Once, during my senior year of high school, an American Red Cross truck pulled onto campus as part of a blood donation drive. Feeling spontaneously altruistic and wanting an excuse to get me out of class, I decided to give it a go. While filling out the preliminary form, I came across a question that seemed to be a total non sequitur. The form, quite bluntly, asked me, “Have you had sexual contact with another male, even once?” I’m straight, so I marked “no” and then proceeded to donate blood.
I soon afterwards learned that, as of a few decades ago, the Food and Drug Administration enacted an indefinite ban on any male donor who has had sex with another man since 1977 — in short, gays can’t donate blood or organs. The FDA claims it is because men who have sex with other men present a higher risk of possessing some kind of blood disease. Not entirely inaccurate, as the unfortunate truth is that blood diseases such as HIV and hepatitis B are, in fact, higher within the gay community.

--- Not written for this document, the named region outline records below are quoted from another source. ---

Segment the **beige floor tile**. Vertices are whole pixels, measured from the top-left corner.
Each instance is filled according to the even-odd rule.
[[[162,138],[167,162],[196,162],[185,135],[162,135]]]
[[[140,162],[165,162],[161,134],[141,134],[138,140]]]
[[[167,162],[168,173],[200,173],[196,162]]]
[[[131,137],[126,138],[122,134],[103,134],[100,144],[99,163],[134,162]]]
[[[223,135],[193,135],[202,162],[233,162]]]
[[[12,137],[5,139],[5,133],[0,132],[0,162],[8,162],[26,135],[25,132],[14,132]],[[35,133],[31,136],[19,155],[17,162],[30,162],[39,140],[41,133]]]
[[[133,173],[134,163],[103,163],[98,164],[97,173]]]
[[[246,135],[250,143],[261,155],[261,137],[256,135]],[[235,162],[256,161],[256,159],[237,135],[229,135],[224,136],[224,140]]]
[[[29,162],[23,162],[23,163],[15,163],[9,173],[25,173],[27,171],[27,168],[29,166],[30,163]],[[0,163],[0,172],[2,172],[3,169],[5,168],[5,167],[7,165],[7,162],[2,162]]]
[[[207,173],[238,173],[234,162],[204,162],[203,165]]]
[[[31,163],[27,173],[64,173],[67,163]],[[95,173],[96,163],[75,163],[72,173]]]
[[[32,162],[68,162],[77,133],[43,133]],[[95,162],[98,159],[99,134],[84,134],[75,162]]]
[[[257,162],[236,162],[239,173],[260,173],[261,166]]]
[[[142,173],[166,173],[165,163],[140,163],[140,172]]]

Regardless of that fact, in today’s era of modern science this ban is archaic and totally unnecessary. We can test for diseases much more easily and effectively than we could in the 1980s, when the ban first went into effect — which, not coincidentally, coincided with the beginning of the AIDS pandemic. Regardless of the donor’s sexual orientation, all blood samples are now rigorously tested using methods that are nearly 100 percent foolproof, meaning that the possibility of a mistake being made is literally one in millions.
But some still clamor to say that the lifetime ban on gay males is a good thing, existing to protect our national blood supply from infectious diseases. After all, we don’t let men who have unsafe sex with prostitutes donate blood … right?
Except, the astounding truth is that we do. Provided he waits for 12 months after doing the deed, a man who pays to have sex with a lady of the night is fully eligible to donate all the blood he wants (well, okay, not all the blood he wants). Another ludicrous policy: In several states, a person who received a tattoo in an unlicensed studio, regardless of its hygienic standards, has to wait just 12 months to donate blood.
By now, it should be obvious that very few of these laws are grounded in actual scientific evidence. This gay male ban is just an example of how homophobia has found its way into our scientific and medical institutions. Politicians riding the fear of the AIDS pandemic successfully shut off an entire section of our population from contributing to the blood supply. More than anything, this is a policy rooted in ignorance and stereotypes. Instead of denying people the chance to donate, a much better idea would be to continue testing blood and ask people what their sexual practices are, regardless of their sexual orientation. If the donor has unsafe sex with anyone — males, females, random prostitutes on the street — they should not be allowed to donate.
The funny thing is that the blood donation associations themselves are some of the biggest advocates for policy change. The American Association of Blood Banks, American Medical Association and American Red Cross have all championed for the ban to be overturned. Even entire countries have lifted similar bans, among them Mexico, Uruguay, Poland and Italy.
If I were to ever get in some horrible accident and find myself in the ER, needing a blood transfusion, I wouldn’t care less where the blood came from; as long as it’s tested clean, it could be it from a gay, straight, bisexual, male or female donor. If I’m bleeding profusely out of every orifice, all I’d want is some damn blood so I could live to see another day. Lifting this ban will by any account markedly increase our nation’s blood supply, saving countless lives in the process.
The simple fact is this ban is completely discriminatory, backed only by ignorance and misleading evidence. It alludes back to the darker days of United States history, when blacks were banned from giving blood to whites. I have to ask: How many times do we have to go through this same dance before we learn? We’re a first-world country in the 21st century; let’s start acting like it.
Jay Grafft is sick and tired of homophobia and thinks you should be, too.